1 Introduction

Probabilistic safety assessment (PSA) is performed by regulatory bodies to check whether the designs of nuclear power plants comply with regulatory requirements and by industry for identifying key vulnerabilities [1,2,3,4]. Traditional PSA methods, i.e., fault trees (FTs) and event trees (ETs) have critical limitations in practice, and the results may differ widely from real values due to imprecise descriptions of component aging and maintenance and binary modeling of component behavior (only faulty/safe states are considered) and the neglect of dynamics of the system (i.e., effect of the order and timing of failure events on the accident progression) [2, 5, 6]. In the PSA analysis of some advanced nuclear systems, such as the China Lead-based Research Reactor (CLEAR) [7], the fusion-driven subcritical system [8] and the International Thermonuclear Experimental Reactor (ITER) [9], high accuracy is required and such factors cannot be neglected.

Monte Carlo (MC) simulation is a popular dynamic method developed to overcome these limitations, [5, 10,11,12], but it is not efficient at simulating rare events in a complex system [13]. Although sampling algorithms of antithetic variable sampling [14], dagger sampling [15], and stratified sampling [16] can be applied to MC simulation to reduce the estimate error and the computational cost, the results are still unsatisfactory.

Biasing techniques can solve these problems effectively by forcing the events of interest to occur more frequently in the MC simulation.

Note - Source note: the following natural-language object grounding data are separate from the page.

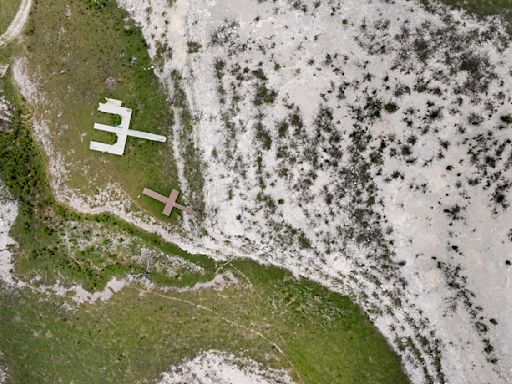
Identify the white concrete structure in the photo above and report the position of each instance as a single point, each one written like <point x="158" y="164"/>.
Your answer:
<point x="122" y="131"/>
<point x="3" y="69"/>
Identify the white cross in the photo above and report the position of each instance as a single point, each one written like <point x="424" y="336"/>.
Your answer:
<point x="122" y="131"/>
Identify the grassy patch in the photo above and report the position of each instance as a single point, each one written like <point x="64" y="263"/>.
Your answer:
<point x="323" y="336"/>
<point x="8" y="10"/>
<point x="83" y="52"/>
<point x="501" y="8"/>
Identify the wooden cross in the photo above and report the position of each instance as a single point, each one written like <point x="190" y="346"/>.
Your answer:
<point x="170" y="202"/>
<point x="122" y="131"/>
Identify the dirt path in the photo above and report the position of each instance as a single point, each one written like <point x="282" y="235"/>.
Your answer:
<point x="18" y="23"/>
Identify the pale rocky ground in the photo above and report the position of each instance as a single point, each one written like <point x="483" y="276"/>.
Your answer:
<point x="213" y="367"/>
<point x="405" y="210"/>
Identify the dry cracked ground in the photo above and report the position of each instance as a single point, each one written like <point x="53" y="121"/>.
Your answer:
<point x="364" y="144"/>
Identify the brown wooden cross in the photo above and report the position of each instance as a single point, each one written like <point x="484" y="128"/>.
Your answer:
<point x="170" y="202"/>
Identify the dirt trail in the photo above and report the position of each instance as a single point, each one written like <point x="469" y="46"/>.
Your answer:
<point x="18" y="23"/>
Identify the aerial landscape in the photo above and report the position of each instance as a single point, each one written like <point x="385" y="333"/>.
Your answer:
<point x="256" y="191"/>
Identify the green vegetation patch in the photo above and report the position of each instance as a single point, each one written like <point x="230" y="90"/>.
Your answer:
<point x="269" y="315"/>
<point x="83" y="52"/>
<point x="324" y="338"/>
<point x="8" y="10"/>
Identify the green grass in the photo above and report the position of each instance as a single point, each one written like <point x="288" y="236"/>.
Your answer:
<point x="482" y="8"/>
<point x="73" y="57"/>
<point x="8" y="10"/>
<point x="138" y="334"/>
<point x="324" y="337"/>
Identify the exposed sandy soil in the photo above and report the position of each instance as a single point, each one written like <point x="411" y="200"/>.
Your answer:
<point x="214" y="367"/>
<point x="403" y="207"/>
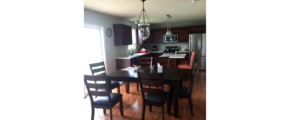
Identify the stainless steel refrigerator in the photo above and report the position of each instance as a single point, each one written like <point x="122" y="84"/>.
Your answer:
<point x="198" y="44"/>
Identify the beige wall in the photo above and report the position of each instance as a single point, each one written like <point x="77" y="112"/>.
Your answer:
<point x="106" y="21"/>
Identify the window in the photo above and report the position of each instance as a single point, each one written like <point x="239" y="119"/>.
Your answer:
<point x="92" y="47"/>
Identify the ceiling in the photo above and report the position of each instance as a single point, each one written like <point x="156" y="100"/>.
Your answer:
<point x="180" y="10"/>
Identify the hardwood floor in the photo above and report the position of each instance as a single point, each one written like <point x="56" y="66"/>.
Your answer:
<point x="132" y="104"/>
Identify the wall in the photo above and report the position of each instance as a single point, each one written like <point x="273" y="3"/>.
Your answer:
<point x="106" y="21"/>
<point x="179" y="24"/>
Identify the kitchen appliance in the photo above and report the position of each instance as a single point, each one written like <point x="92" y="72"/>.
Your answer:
<point x="154" y="48"/>
<point x="142" y="47"/>
<point x="170" y="38"/>
<point x="198" y="44"/>
<point x="170" y="49"/>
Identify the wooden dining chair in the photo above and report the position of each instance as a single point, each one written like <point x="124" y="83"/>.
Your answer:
<point x="100" y="69"/>
<point x="104" y="99"/>
<point x="185" y="92"/>
<point x="163" y="61"/>
<point x="154" y="97"/>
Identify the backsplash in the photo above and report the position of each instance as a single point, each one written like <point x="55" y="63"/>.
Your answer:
<point x="161" y="46"/>
<point x="121" y="51"/>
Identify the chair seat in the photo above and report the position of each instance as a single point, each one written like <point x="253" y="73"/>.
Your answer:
<point x="114" y="84"/>
<point x="156" y="98"/>
<point x="105" y="100"/>
<point x="181" y="90"/>
<point x="183" y="65"/>
<point x="184" y="62"/>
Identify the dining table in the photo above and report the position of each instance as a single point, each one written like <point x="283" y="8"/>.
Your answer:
<point x="170" y="76"/>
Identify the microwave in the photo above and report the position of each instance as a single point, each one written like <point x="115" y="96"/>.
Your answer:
<point x="170" y="38"/>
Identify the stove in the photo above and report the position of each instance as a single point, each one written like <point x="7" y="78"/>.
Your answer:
<point x="170" y="49"/>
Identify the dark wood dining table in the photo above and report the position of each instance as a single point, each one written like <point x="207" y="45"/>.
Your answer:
<point x="171" y="76"/>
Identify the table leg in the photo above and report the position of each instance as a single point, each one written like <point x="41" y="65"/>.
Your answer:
<point x="127" y="87"/>
<point x="175" y="96"/>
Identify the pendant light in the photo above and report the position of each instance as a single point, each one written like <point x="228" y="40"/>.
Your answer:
<point x="168" y="25"/>
<point x="143" y="27"/>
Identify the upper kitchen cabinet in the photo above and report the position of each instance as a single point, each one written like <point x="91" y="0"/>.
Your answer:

Some biasing techniques, such as importance sampling [17,18,19,20] and multi-canonical Monte Carlo (MMC) [21, 22], can reduce the estimate error and the computational cost.

To improve the simulation efficiency, in this paper we propose a new biasing method, the biasing transition rate method. Its idea is to bias transition rates of the components by adding virtual components to them in series to increase the probability of occurrence of the rare event. The performance is compared to that of the sole use of direct MC method.

2 The method

2.1 Assumptions

The biasing transition rate method is based on the following assumptions:

  1. 1.

    The system consists of l components, 1, …, l;

  2. 2.

    The components’ failure time and repair time follow an exponential distribution or a Weibull distribution, or linear aging based on these two distributions can be considered;

  3. 3.

    Every system state is possible at any time;

  4. 4.

    The system is s-coherent, and each of its working components is monotonously beneficial to the system; and

  5. 5.

    The unexpected event is a rare event, and 0 < P u < 1/2 is the probability of the unexpected event.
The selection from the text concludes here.